The disciplinary officer is the only person who makes the decision based on the information before them. Decisions should only be made after properly considering the evidence, whether that occurs after the meeting or after an adjournment
Neither HR nor any one person(s) in the business should try to influence the decision-making process as this will undermine the fairness of the process
If issues are raised at the meeting which cannot be decided upon immediately or further information is needed, the disciplinary officer can adjourn the meeting to carry out further investigations after the meeting
Full notes of the hearing should be kept. Copies of these should be provided to the employee after the hearing
If dismissal is a possibility, consider whether other sanctions such as a transfer, demotion or period of suspension without pay might be appropriate. (If these sanctions are not expressly set out in the disciplinary procedure, they can only be imposed with the consent of the employee as an alternative to dismissal.)

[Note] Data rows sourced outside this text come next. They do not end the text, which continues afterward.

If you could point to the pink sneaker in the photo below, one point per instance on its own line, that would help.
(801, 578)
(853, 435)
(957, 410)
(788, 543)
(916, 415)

The business will not be penalised for the decision as long as it is in the ‘range of reasonable responses of the reasonable employer’. If this happens a tribunal will not substitute its view for the disciplinary officer’s and will recognise management prerogative.
Confirm the decision and sanction (if any) in writing to the employee as soon as possible.
If the sanction is a warning, ensure that the nature of the misconduct is given in writing to the employee and for how long the warning will be ‘live’
If the sanction is dismissal, inform them how notice will be dealt with, e.g. they need to work their notice period out, will be paid in lieu of notice, will be put on garden leave or alternatively, no notice is payable because it is gross misconduct
Inform them of the right to appeal the decision. It is commercially sensible to ask that appeals are submitted within a short timeframe, e.g. within 5 days of receiving the decision, and to ask them to provide full details for their appeal.
Sanctions for disciplinary offences will typically follow various stages: verbal warning, written warning, final written warning and then dismissal, but this is not necessarily appropriate in every situation such as serious misconduct.
You need to decide for how long these warnings will be ‘live’. Six months for verbal and written warnings and 12 months for a final written warning, are likely to be reasonable.
The sanction issued should be reasonable given the misconduct. A dismissal for a first instance of misconduct will generally only be reasonable in the case of gross misconduct.
In cases of gross misconduct, the sanction will normally be dismissal, but you should consider alternatives such as transfer, demotion or suspension without pay.